# confused about a school



## Sonamsethi (Jul 11, 2014)

we are of indian origin and recently moved to singapore on EP. we enrolled our son in an indian school here. being convinced that the singapore education system is an amazing one, we applied to the MOE for a place for our 6.5 years old son in P1. luckily, they reverted back to us with a vacancy in Yumin Primary School in Tampines-a school near to our residence. However, once we got what we wanted (i guess its true what they say- be careful what u wish for....u might just get it!!!!), we are now confused. no one in our circles seem to know how the school is....another point for woorying is the language option- we have to pick chinese or malay. we are worried that our son might not be able to cope with the language, esp as compared to native speakers.....or is it a doable thing with private tuituions but no help from parents???!!!! but how big an impact does the class mix have on the child? will my son be fine if he is the only expat in the class??i dont want him missing out on childhood experiences of great friends!!!!like i said, dont get me wrong- just thinking of it from the child's point of view....will the rest in his class adapt to a stranger within them??will he be left alone?? am so totally confused!!!will be grateful if i could get some advice and guidance....


----------



## beppi (Jun 10, 2013)

Of course I cannot predict how your child will cope in the new school, but in general Singaporeans are quite open and do not care about foreign/local.
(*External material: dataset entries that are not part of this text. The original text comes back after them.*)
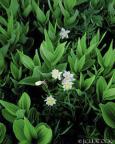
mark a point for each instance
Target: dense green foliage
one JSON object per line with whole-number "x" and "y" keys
{"x": 57, "y": 75}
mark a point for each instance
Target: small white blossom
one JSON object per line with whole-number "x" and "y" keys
{"x": 50, "y": 101}
{"x": 56, "y": 74}
{"x": 68, "y": 76}
{"x": 64, "y": 33}
{"x": 38, "y": 83}
{"x": 67, "y": 85}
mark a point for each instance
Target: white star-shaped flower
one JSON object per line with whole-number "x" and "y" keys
{"x": 50, "y": 101}
{"x": 38, "y": 83}
{"x": 56, "y": 74}
{"x": 64, "y": 33}
{"x": 68, "y": 76}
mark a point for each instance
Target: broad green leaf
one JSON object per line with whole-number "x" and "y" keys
{"x": 58, "y": 53}
{"x": 69, "y": 4}
{"x": 48, "y": 42}
{"x": 24, "y": 102}
{"x": 80, "y": 64}
{"x": 29, "y": 130}
{"x": 11, "y": 108}
{"x": 109, "y": 94}
{"x": 8, "y": 116}
{"x": 26, "y": 61}
{"x": 108, "y": 58}
{"x": 10, "y": 27}
{"x": 2, "y": 132}
{"x": 14, "y": 71}
{"x": 18, "y": 128}
{"x": 108, "y": 113}
{"x": 29, "y": 80}
{"x": 14, "y": 7}
{"x": 44, "y": 133}
{"x": 39, "y": 13}
{"x": 36, "y": 59}
{"x": 88, "y": 82}
{"x": 20, "y": 113}
{"x": 101, "y": 86}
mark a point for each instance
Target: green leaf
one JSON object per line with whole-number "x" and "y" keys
{"x": 26, "y": 61}
{"x": 36, "y": 59}
{"x": 100, "y": 86}
{"x": 47, "y": 55}
{"x": 109, "y": 94}
{"x": 88, "y": 82}
{"x": 39, "y": 13}
{"x": 29, "y": 130}
{"x": 24, "y": 102}
{"x": 29, "y": 81}
{"x": 14, "y": 71}
{"x": 44, "y": 133}
{"x": 11, "y": 108}
{"x": 108, "y": 113}
{"x": 2, "y": 63}
{"x": 69, "y": 4}
{"x": 108, "y": 58}
{"x": 58, "y": 53}
{"x": 10, "y": 27}
{"x": 2, "y": 132}
{"x": 18, "y": 128}
{"x": 8, "y": 116}
{"x": 14, "y": 7}
{"x": 80, "y": 64}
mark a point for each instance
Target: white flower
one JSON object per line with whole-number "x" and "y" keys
{"x": 64, "y": 33}
{"x": 38, "y": 83}
{"x": 68, "y": 76}
{"x": 56, "y": 74}
{"x": 67, "y": 85}
{"x": 50, "y": 101}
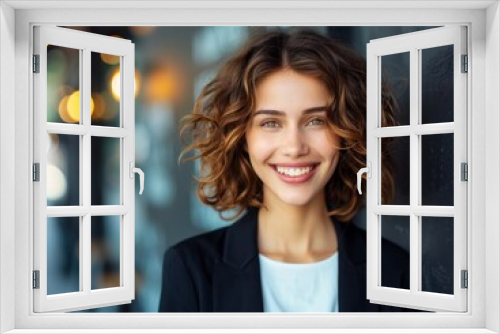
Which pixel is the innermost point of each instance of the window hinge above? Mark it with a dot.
(465, 279)
(36, 63)
(465, 64)
(464, 171)
(36, 279)
(36, 172)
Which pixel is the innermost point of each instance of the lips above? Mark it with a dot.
(296, 172)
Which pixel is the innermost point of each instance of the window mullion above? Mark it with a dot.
(414, 170)
(85, 160)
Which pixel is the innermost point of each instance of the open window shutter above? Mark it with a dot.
(82, 210)
(418, 296)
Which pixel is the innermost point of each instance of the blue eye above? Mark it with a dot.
(316, 121)
(269, 124)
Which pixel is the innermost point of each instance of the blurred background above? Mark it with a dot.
(172, 64)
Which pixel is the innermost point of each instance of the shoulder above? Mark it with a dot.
(207, 246)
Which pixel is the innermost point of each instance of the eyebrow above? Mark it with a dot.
(279, 112)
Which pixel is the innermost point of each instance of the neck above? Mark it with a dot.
(296, 233)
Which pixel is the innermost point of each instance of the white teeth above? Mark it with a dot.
(294, 171)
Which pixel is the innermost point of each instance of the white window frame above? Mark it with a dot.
(86, 297)
(414, 44)
(483, 21)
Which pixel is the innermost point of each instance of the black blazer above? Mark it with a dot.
(219, 271)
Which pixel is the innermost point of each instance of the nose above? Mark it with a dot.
(294, 143)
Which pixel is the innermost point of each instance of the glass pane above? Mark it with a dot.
(437, 84)
(105, 169)
(395, 238)
(437, 169)
(63, 84)
(105, 80)
(63, 259)
(105, 252)
(396, 79)
(63, 170)
(437, 254)
(395, 158)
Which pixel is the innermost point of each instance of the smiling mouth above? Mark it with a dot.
(295, 171)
They do, however, organise themselves around ethnic lines, so Malay kids will play with Malays, etc.
From the fact that this school does not offer Tamil as language option, I assume that there are very few other ethnic Indians. This might thus limit your kid's social circle.
But I personally would still prefer a "normal" school and the chance to find friends nearby, rather than a foreigners-only school far away, which certainly limits the chance your kid integrates well into Singapore's society.


----------



## simonsays (Feb 11, 2009)

you don't pick Malay or Chinese unless one of the parent is Chinese or Malay

that's what i know 

you got some mixed up answers from Moe

if you put him in one of the many Indian international its gonna be CBSe / hindi


----------